CCWA Director Piers Verstegen said the Council welcomed FMG’s new commitment to net zero emissions by 2030 and hoped this target would be brought forward further as new opportunities to cut pollution were identified.
“Achieving carbon neutrality sooner will place FMG ahead of the curve, positioning the company as an early mover that can capitalise on rapidly emerging market opportunities for green metals and carbon neutral minerals.
“We are already seeing evidence that carbon neutral minerals and green metals will be commanding a premium in global markets, and FMG’s updated carbon target positions the company as a leader in capturing this market.
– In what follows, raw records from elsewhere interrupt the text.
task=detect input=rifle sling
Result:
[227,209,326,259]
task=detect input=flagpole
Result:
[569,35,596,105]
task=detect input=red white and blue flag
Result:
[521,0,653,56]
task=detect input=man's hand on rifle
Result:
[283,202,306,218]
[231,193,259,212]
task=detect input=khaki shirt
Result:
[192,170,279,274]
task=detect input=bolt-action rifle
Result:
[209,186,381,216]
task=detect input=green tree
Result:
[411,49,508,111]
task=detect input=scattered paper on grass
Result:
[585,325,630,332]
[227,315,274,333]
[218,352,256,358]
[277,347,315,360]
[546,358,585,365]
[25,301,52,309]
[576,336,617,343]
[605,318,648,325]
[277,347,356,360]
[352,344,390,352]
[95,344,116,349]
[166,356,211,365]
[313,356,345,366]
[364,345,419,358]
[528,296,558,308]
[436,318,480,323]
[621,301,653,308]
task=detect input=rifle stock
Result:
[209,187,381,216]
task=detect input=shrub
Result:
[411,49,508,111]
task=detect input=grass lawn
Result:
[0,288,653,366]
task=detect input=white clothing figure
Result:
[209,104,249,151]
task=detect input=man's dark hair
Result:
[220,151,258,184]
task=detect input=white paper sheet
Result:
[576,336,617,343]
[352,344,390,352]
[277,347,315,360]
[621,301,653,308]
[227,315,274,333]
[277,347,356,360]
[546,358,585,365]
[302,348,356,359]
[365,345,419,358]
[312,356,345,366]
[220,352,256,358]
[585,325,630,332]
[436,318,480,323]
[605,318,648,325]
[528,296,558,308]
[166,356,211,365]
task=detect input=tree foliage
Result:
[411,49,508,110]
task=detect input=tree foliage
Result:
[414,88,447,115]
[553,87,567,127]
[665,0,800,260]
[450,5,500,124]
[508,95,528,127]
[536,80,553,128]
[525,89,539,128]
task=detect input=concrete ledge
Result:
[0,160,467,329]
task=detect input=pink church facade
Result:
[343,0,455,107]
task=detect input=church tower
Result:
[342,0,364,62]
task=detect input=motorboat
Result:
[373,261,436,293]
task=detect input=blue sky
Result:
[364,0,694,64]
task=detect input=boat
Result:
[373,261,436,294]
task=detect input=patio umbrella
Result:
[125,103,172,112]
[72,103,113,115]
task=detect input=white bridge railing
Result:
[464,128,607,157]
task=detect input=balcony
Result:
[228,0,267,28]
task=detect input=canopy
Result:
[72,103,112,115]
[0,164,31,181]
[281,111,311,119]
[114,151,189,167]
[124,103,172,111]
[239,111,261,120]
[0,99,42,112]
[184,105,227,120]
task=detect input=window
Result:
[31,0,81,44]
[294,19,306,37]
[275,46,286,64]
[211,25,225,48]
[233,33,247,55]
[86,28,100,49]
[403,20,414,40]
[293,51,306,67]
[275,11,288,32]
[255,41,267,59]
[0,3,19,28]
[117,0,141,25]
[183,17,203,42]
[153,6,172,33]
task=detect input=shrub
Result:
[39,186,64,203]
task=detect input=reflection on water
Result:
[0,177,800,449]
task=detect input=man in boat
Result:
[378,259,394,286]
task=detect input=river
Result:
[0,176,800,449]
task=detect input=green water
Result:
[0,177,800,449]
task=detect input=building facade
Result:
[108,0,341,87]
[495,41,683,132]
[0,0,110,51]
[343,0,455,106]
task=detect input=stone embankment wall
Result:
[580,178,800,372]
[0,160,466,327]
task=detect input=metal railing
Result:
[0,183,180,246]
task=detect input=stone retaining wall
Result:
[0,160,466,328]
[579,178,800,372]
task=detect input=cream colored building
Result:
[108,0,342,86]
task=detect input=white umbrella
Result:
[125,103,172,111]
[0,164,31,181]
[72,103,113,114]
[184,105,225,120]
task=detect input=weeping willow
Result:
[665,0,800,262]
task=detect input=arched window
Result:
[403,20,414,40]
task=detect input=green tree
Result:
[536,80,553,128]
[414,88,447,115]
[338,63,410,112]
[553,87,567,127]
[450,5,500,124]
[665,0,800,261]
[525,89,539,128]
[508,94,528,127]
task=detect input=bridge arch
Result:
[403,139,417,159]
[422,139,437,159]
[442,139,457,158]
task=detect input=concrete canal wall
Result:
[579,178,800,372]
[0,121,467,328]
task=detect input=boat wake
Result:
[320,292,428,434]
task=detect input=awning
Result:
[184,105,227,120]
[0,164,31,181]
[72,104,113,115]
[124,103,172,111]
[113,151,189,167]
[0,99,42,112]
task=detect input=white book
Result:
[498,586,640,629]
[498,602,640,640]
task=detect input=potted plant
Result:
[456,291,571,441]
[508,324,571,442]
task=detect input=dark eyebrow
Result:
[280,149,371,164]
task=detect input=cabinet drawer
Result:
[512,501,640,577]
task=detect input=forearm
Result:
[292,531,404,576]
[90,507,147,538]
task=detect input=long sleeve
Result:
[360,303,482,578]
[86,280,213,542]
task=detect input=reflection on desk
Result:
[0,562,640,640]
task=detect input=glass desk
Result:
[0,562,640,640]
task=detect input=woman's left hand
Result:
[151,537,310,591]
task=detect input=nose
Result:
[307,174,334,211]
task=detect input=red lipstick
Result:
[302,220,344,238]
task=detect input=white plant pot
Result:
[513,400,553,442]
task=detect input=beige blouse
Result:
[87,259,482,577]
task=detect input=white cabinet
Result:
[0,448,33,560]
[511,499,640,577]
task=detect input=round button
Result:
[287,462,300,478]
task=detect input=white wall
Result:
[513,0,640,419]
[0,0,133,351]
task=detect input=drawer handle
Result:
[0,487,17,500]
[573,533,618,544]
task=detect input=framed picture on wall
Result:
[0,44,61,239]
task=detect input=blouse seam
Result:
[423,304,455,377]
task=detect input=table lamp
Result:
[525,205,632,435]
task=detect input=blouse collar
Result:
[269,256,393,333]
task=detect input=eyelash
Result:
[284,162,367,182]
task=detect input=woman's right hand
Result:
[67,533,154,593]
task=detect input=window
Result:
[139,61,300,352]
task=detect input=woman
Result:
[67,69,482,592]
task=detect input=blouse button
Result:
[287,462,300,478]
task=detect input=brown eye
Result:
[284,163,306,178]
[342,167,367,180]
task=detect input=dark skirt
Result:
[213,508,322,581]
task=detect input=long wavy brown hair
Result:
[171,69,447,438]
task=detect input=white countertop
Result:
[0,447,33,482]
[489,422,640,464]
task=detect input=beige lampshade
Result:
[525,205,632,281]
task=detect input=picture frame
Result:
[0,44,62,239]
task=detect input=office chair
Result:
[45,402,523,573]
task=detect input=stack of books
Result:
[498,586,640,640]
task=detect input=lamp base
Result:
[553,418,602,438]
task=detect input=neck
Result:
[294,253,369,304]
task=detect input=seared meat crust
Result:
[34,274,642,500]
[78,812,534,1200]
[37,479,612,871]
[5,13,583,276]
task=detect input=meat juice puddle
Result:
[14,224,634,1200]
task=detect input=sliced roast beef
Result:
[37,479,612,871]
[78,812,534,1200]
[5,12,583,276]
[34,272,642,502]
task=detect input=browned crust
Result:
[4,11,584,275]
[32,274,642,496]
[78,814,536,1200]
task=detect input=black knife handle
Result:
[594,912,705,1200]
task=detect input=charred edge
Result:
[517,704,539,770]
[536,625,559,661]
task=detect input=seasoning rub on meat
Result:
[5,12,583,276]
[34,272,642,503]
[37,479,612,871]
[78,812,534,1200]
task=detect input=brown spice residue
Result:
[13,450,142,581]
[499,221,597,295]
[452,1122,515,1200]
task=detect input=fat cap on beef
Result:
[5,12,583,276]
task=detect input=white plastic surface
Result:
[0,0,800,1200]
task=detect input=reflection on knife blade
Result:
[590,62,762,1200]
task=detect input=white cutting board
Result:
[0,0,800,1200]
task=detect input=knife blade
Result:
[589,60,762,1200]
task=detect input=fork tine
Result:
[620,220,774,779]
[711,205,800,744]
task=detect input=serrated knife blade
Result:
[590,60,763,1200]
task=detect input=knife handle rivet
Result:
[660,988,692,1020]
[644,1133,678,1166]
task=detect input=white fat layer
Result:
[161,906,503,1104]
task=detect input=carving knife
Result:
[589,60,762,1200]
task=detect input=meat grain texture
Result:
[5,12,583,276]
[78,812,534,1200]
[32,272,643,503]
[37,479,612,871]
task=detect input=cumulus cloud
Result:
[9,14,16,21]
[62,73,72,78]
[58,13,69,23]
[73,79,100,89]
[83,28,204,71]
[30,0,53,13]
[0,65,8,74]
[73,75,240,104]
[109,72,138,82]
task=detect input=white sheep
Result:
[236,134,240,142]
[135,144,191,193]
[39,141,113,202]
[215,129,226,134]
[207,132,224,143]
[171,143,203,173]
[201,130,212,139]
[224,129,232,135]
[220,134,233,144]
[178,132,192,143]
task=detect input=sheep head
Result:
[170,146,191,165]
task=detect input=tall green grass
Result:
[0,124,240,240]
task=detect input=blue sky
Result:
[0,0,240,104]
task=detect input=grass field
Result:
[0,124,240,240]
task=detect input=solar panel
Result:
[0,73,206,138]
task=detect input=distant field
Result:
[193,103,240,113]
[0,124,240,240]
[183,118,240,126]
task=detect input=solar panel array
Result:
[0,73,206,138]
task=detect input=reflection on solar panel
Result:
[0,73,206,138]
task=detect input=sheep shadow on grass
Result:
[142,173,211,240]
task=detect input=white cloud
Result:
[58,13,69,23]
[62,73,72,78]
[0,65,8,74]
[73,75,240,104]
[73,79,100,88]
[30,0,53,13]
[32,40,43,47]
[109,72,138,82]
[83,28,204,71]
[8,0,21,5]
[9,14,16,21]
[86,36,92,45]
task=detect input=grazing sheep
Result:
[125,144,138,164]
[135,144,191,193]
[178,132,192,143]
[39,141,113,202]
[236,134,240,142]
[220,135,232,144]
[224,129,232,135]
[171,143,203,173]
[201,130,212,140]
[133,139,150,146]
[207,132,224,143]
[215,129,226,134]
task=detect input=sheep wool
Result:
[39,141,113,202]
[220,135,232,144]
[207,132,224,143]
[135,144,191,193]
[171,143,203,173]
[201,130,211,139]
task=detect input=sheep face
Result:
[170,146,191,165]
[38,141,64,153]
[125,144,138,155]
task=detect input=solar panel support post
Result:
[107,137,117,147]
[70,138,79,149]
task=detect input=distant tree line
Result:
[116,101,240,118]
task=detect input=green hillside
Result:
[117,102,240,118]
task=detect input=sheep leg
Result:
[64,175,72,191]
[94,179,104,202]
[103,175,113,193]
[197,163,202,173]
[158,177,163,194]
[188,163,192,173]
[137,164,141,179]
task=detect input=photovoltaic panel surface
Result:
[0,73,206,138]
“FMG has the potential to meet all its stationery energy needs with renewable energy and there is real potential for the company to become carbon neutral even sooner, while at the same time increasing profitability.
“With any target like this, FMG’s commitment needs to be examined closely. Other companies like Woodside and BHP have also announced net zero emissions targets to their shareholders, but in those cases there is evidence these long-term targets are being used to maintain business-as-usual, and even to facilitate increasing fossil fuel production and rising pollution in the short term.
“The Scarborough LNG development planned by Woodside and BHP is fundamentally inconsistent with a safe climate, and would see short-term pollution rise rapidly.
“No company target for future net zero emissions can be regarded as credible if at the same time the company is expanding production or use of the fossil fuels that are driving climate change.
“Approval was recently given for FMG to build a new gas-fired power station to power its iron ore mining operations in the Pilbara. According to the company’s own estimates, this facility would increase net carbon pollution from FMG’s operations by nearly 10 million tonnes. While we welcome FMG’s commitment to achieve net zero emissions by 2030, the credibility of this target will be questioned if FMG proceeds with plans to build new gas fired power stations.
“We urge FMG to drop these polluting plans and instead focus on powering its operations with renewable energy. That is the kind of action that would demonstrate that the company is truly serious cutting its pollution and capturing the rapidly emerging market opportunities around carbon neutral metals.”